Although this is not A Tale of Two of Festivals, it’s interesting to sit back and watch two white guys go after audiences, sponsorship and bands in pursuit of mounting big events and all the headaches and anxieties that go along with them. One key way the festivals differ is that McCabe refuses to book DJs, an art form he eschews; conversely, Donabedian had a DJ stage at Bunbury. And of the 17 DJs, three are of color. I know it may be a little more difficult beating the bushes for indie rock bands headed by women or comprising different races — gone are the days of The Family Stone and The Revolution — but three black DJs?

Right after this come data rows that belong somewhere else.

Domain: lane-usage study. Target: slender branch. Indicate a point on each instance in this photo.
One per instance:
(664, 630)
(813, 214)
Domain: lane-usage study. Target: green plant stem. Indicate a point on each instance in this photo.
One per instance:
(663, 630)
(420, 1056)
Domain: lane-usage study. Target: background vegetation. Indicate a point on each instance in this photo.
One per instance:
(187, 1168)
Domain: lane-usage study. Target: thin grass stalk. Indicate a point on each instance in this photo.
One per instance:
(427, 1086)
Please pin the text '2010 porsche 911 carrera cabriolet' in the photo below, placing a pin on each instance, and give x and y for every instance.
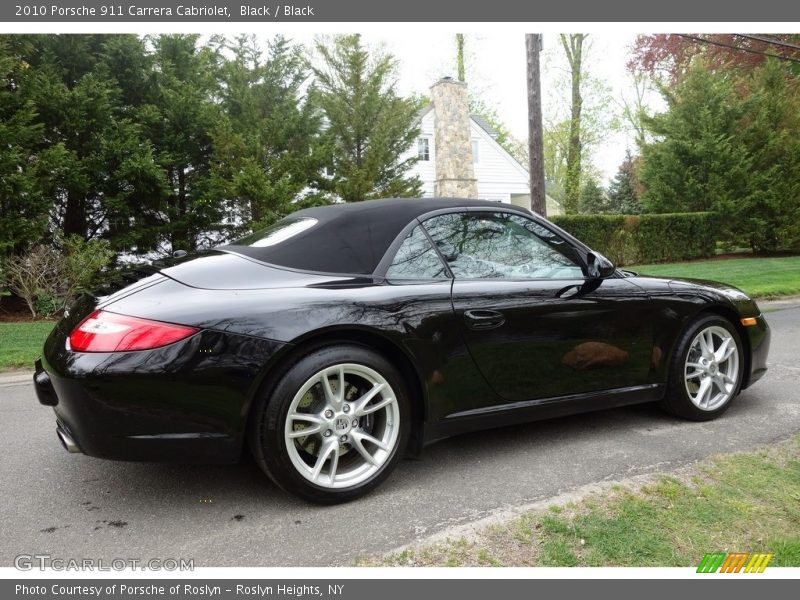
(343, 337)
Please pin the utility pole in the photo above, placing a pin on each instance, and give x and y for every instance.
(460, 57)
(533, 45)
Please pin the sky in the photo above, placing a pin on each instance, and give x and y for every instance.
(496, 69)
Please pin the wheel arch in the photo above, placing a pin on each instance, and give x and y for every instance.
(389, 349)
(730, 315)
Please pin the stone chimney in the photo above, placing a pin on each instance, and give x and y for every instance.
(455, 175)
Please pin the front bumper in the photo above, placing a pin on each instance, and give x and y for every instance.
(186, 402)
(758, 338)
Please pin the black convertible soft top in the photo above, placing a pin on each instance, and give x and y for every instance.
(347, 238)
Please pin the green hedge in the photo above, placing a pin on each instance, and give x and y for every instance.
(632, 239)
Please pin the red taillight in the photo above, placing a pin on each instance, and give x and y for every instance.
(109, 332)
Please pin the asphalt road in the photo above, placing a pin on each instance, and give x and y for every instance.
(72, 506)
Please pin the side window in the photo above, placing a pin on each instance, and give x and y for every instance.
(416, 259)
(501, 245)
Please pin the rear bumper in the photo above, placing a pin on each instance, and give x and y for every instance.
(759, 337)
(186, 402)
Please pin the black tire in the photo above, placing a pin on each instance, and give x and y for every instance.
(268, 422)
(677, 400)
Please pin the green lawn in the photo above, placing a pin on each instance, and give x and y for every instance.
(747, 502)
(21, 343)
(759, 277)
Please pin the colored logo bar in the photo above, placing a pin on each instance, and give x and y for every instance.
(734, 562)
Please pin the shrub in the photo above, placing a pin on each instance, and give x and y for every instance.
(49, 280)
(33, 276)
(630, 239)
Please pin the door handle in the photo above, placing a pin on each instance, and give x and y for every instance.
(479, 320)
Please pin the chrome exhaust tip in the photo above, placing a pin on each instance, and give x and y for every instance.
(67, 441)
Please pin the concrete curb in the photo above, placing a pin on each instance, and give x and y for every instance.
(11, 378)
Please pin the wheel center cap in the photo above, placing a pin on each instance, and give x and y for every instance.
(341, 425)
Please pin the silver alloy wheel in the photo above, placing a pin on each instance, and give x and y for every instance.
(712, 368)
(342, 426)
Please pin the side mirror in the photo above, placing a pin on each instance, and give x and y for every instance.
(598, 266)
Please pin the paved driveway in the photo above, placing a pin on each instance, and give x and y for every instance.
(72, 506)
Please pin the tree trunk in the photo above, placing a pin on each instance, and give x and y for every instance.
(74, 217)
(535, 143)
(462, 76)
(573, 46)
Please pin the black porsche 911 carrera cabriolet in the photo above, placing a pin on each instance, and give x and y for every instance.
(343, 337)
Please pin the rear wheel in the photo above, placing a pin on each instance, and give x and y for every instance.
(706, 371)
(334, 426)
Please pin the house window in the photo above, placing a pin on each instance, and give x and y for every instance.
(423, 149)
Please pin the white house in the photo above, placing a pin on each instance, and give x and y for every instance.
(496, 174)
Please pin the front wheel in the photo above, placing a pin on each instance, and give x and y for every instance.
(706, 370)
(334, 426)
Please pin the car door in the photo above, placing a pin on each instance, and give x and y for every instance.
(535, 326)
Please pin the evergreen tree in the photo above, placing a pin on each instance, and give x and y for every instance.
(369, 126)
(592, 199)
(622, 195)
(268, 152)
(23, 209)
(695, 163)
(94, 164)
(729, 143)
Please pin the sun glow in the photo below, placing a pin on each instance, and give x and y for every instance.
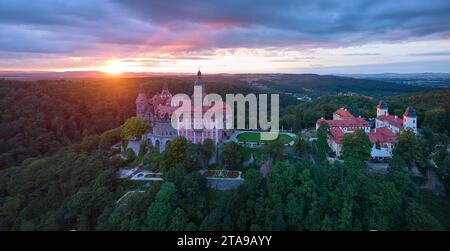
(114, 68)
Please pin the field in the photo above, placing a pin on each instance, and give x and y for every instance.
(256, 137)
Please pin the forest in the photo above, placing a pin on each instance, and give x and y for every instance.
(59, 173)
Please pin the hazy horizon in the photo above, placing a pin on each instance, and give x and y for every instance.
(321, 37)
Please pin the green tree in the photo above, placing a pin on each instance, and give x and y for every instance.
(195, 157)
(411, 149)
(178, 220)
(231, 155)
(274, 148)
(356, 146)
(175, 153)
(209, 148)
(322, 141)
(301, 145)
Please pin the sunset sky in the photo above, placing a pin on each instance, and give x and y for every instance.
(225, 36)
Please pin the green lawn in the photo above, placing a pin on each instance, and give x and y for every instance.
(256, 137)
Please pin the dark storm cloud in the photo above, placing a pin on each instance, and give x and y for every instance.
(126, 26)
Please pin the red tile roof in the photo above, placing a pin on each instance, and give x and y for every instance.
(391, 119)
(382, 135)
(337, 135)
(344, 114)
(355, 122)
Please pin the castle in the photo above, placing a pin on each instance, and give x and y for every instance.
(383, 137)
(157, 111)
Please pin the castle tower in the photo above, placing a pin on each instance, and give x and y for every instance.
(141, 103)
(410, 119)
(382, 109)
(199, 80)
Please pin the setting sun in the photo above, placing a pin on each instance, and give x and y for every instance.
(114, 68)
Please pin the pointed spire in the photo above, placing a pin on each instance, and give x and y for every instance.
(199, 80)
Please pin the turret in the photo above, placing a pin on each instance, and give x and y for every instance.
(410, 119)
(382, 109)
(199, 80)
(141, 103)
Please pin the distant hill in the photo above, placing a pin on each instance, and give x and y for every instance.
(437, 80)
(318, 85)
(311, 85)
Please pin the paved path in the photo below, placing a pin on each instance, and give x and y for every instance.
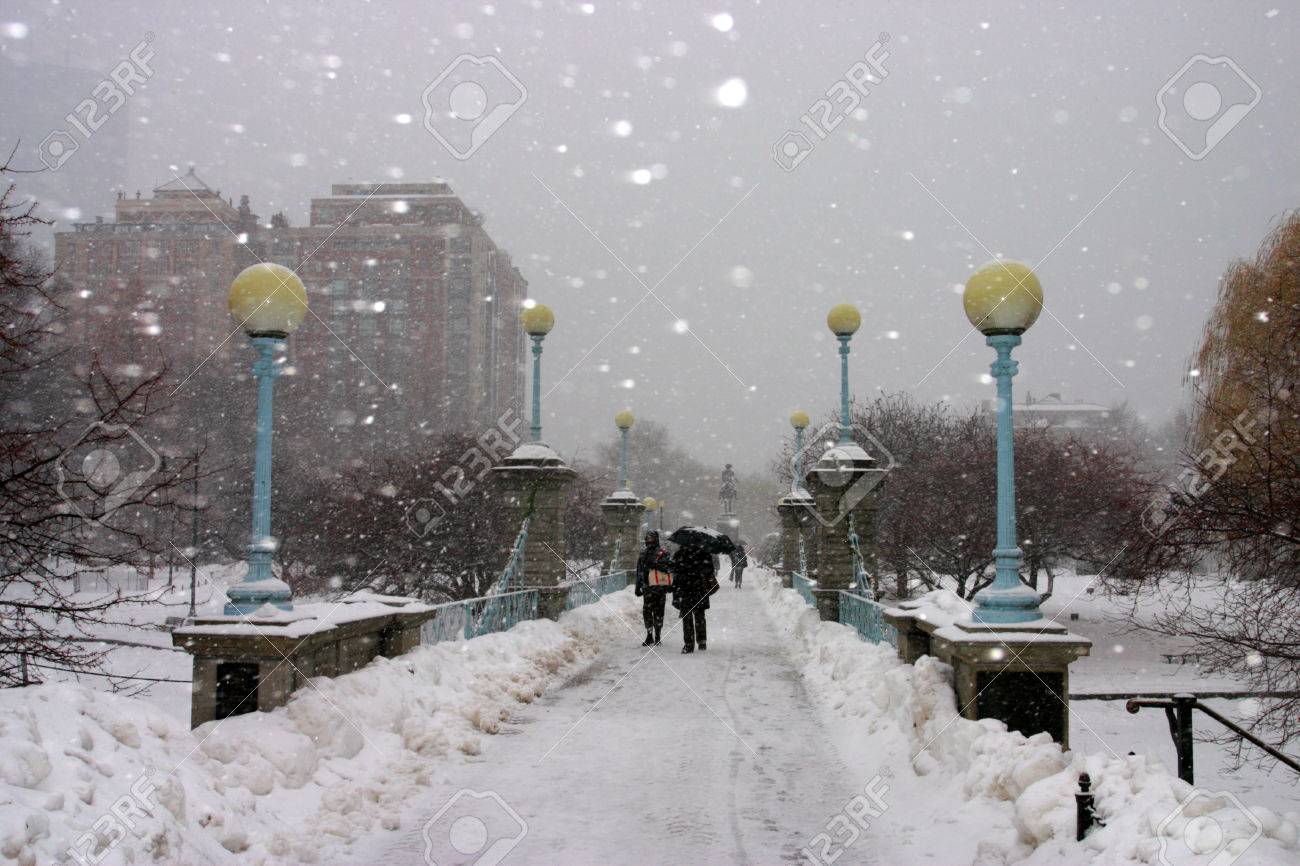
(650, 758)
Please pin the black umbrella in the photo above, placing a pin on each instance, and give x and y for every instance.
(710, 540)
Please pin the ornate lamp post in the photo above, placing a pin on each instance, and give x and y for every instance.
(1002, 301)
(650, 506)
(623, 420)
(800, 421)
(844, 321)
(269, 303)
(538, 321)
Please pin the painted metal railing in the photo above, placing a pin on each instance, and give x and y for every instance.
(512, 575)
(475, 616)
(867, 618)
(589, 589)
(804, 587)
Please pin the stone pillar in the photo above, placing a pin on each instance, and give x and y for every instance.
(797, 522)
(534, 483)
(623, 514)
(728, 524)
(843, 483)
(1018, 674)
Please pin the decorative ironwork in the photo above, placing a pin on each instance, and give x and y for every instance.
(475, 616)
(867, 618)
(585, 592)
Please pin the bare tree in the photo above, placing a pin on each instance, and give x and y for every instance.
(82, 479)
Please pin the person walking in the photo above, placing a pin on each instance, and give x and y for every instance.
(654, 583)
(694, 579)
(740, 559)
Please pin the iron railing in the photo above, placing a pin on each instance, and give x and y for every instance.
(475, 616)
(867, 618)
(804, 587)
(588, 590)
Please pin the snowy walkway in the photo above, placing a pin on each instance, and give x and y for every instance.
(657, 758)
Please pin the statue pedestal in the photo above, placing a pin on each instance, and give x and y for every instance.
(728, 524)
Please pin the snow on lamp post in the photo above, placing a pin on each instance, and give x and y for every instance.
(1001, 301)
(269, 303)
(538, 321)
(800, 421)
(623, 420)
(650, 505)
(844, 321)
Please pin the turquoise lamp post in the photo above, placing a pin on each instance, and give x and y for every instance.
(623, 420)
(844, 321)
(538, 321)
(800, 421)
(269, 303)
(1002, 301)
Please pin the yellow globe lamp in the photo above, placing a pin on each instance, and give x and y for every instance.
(537, 320)
(268, 301)
(844, 320)
(1002, 298)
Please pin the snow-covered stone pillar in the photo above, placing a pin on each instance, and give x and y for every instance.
(844, 484)
(797, 523)
(623, 512)
(534, 483)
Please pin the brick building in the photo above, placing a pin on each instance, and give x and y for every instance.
(414, 308)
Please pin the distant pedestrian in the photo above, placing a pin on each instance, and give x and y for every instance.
(740, 559)
(654, 583)
(694, 579)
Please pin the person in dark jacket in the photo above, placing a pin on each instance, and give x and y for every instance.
(693, 580)
(739, 561)
(653, 558)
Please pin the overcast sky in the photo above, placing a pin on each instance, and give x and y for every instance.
(645, 144)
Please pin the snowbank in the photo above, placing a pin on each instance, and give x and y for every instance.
(79, 769)
(1010, 796)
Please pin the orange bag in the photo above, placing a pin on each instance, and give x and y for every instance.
(659, 577)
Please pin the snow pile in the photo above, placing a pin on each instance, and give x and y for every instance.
(1010, 796)
(81, 769)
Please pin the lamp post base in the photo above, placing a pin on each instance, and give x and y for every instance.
(250, 596)
(1006, 606)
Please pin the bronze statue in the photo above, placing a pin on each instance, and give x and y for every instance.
(728, 492)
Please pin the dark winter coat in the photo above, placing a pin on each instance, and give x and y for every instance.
(693, 579)
(651, 558)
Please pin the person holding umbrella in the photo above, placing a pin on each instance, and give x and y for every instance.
(654, 583)
(739, 561)
(694, 579)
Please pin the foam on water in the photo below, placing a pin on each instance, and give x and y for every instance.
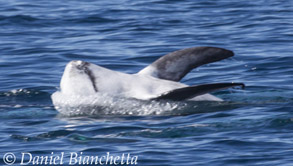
(103, 104)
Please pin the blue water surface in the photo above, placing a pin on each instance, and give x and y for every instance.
(253, 127)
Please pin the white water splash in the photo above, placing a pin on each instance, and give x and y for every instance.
(102, 104)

It’s like the NBA with its pockets turned inside out.

Some of this I lay at the feet of Donabedian and all the self-satisfied folks who praise him and the self-congratulatory folks who aided him. Some, though, must be laid squarely with the record companies, promoters, radio stations (yes, they do still exist) and the music publications and online sites that continually group music together in bite-sized white morsels and the fans who swallow that shit whole. Sure, you can like what you like and buy what you want, but while you’re doing that, just imagine what it must feel like to not be you and yours.

Imagine what it’s like to get one stale-ass Macy’s Music Festival each summer with some Rubik’s Cube version of the same late-ass line-up that was here exactly one year ago headlined by Frankie Beverly and Maze — the middle-aged black version of the Grateful Dead — who haven’t released an album since I had a perm.

That’s our one shot at a Bunbury or a MidPoint.

And if you’re cringing or recoiling at the comparison and you want black folks in this city or this nation to quit complaining (you gave us a black president, after all) about entrepreneurial opportunities, and you’re saying to yourselves we should anoint us our own musical boot-strapping Booker T. Washington a la Donabedian or McCabe, then you are absolutely right. That means that hiring practices at places like CityBeat, where McCabe promotes events, and at 3CDC, where Donabedian undoubtedly made key corporate contacts, and navigations through city procedures like permits, liquor licenses and sanitation, need to be blackened and browned up from the ground up.

Let some other types of folks in on your secrets via internships, mentorships or recruitment. Tens of thousands of look-alikes do not converge on a city to see and hear the same kinds of music through osmosis or telepathy or because white people are inherently evil.

It happens because people are largely comfortable among and comforted by those who look like them and like what they like.

It’s called group think.

And I, for one, would like black musical group think in this city not to involve rayon, matching short sets, weaves, Charlie Wilson or the The Temptations.

So this is as much a gauntlet for Donabedian and McCabe as it is for any black folks out there with dreams of putting together and promoting a music festival.

Put some different colors and genders and sounds in a blender and mix it up. If you mix it, I will come.